Sempat dipingpong sana sini, sebanyak 137 pengungsi itu akhirnya dipindahkan ke basemen Gedung Balee Meuseuraya Aceh (BMA) sejak 13 Desember 2023. Para pengungsi masih berada di basemen itu sampai seratusan mahasiswa memindahkan mereka dengan paksa dengan truk ke Kantor Kemenkumham Aceh.

 

 

Simak Video Pilihan Ini:


Aksi 'Barbar' Mahasiswa Usir Paksa Pengungsi Rohingya

Dalam video yang beredar, mahasiswa dalam jumlah banyak menerobos barikade di basemen dan berlarian dengan beringas. Sejumlah pengungsi saat itu sedang menggelar salat zuhur ketika mahasiswa berusaha menyerbu masuk.

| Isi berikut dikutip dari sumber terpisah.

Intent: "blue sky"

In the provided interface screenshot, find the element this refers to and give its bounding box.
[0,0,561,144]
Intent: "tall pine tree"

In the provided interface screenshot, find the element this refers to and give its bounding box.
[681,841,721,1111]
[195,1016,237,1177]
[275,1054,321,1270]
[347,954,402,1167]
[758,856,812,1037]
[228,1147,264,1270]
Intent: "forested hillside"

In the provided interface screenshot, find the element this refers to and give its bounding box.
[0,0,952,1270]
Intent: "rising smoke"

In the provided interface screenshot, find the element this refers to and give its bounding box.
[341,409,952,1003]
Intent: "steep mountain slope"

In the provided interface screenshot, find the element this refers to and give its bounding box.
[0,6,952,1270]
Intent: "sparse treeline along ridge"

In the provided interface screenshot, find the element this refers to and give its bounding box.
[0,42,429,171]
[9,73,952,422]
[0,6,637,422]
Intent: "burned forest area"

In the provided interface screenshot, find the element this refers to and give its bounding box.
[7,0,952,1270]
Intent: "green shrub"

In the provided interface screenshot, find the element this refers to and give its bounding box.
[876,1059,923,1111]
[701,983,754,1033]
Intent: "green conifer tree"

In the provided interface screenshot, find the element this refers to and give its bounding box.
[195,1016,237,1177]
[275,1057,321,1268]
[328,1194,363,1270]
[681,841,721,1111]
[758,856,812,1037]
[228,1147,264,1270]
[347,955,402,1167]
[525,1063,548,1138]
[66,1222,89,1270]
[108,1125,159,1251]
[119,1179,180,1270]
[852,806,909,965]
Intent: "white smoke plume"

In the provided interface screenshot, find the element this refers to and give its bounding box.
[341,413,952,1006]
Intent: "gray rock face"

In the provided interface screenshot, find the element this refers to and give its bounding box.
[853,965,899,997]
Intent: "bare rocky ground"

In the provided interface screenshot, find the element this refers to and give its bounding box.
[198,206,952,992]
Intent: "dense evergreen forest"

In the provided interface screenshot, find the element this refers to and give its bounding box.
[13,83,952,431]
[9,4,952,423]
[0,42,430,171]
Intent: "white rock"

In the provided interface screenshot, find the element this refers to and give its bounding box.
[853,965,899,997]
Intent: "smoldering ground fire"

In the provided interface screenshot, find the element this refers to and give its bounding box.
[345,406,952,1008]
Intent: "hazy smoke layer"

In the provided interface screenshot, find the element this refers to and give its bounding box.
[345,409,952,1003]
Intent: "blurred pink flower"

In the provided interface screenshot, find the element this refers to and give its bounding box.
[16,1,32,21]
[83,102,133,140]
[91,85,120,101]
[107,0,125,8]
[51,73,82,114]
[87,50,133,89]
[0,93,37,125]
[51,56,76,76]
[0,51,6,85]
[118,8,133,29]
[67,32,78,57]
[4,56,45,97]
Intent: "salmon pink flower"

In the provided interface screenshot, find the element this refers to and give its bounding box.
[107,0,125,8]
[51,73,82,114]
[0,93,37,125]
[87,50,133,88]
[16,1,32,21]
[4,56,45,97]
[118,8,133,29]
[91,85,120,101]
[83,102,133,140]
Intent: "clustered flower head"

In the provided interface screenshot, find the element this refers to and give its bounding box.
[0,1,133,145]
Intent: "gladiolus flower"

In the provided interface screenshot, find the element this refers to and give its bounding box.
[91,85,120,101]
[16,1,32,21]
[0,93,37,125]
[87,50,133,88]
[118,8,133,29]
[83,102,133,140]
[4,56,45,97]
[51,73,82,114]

Tak ayal, kelakuan para mahasiswa, yang di dalam sejumlah media disebut gabungan dari sejumlah kampus seperti Al-Washliyah, Universitas Abulyatama, Bina Bangsa Getsempena, dan Universitas Muhammadiyah Aceh itu membuat pengungsi menangis histeris dan panik.

Hal ini berlangsung saat mahasiswa berusaha mendekat ke tempat pengungsi perempuan dan anak-anak, di mana mereka mulia mengacak-ngacak tempat itu, menendang ke sana ke mari sehingga sejumlah barang ringan beterbangan di udara.

Mahasiswa juga mengangkut paksa para pengungsi dengan truk ke kantor kemenkumham yang terletak tidak jauh dari basemen Gedung Balee Meuseuraya Aceh (BMA). Banyak komentar di media sosial yang menyebut aksi yang dipertontonkan mahasiswa sebagai sebuah kemunduran.

 


Kritis Menyikapi Pengungsi Rohingya

Ketua SMUR Meulaboh, Rama, menegaskan pentingnya berpikir kritis dalam melihat situasi terkait pengungsi Rohingya di Aceh. Ia yakin ada agenda besar yang sengaja didesain agar orang membenci etnis Rohingya melalui media sosial.

"Berbagai media sosial dan unggahan narasi 'negatif' terhadap pengungsi Rohingnya yang bertaburan di media sosial, seharusnya mahasiswa sebagai agent of change dapat berfikir kritis terhadap persoalan yang terjadi saat ini dan tidak terseret ke dalam sentimen kebencian yang segaja dibuat secara sistematis oleh pihak tertentu," tegas Rama.

Ia juga menegaskan bahwa pemerintah Indonesia harus duduk dengan badan pengungsi Perserikatan Bangsa-Bangsa (PBB) guna mencari solusi masalah pengungsi di Aceh. Termasuk juga membawa masalah ini ke tingkat ASEAN.

"Pemerintah pusat dan UNHCR harus segera mengambil langkah konkrit dalam menyelesaikan permasalahan ini. Tidak menutup kemungkinan nama baik Indonesia khususnya Aceh akan tercoreng di mata internasional," kata Rama.

"Selain itu, Indonesia mesti menjunjung tinggi HAM, dan sudah seharusnya ikut andil dalam menyelesaikan permasalahan ini, bukan malah melepas tangan dengan alasan bukan bagian dari konvensi 1951 yang wajib menampung dan menerima pengungsi dari negara lain," ia memungkasi.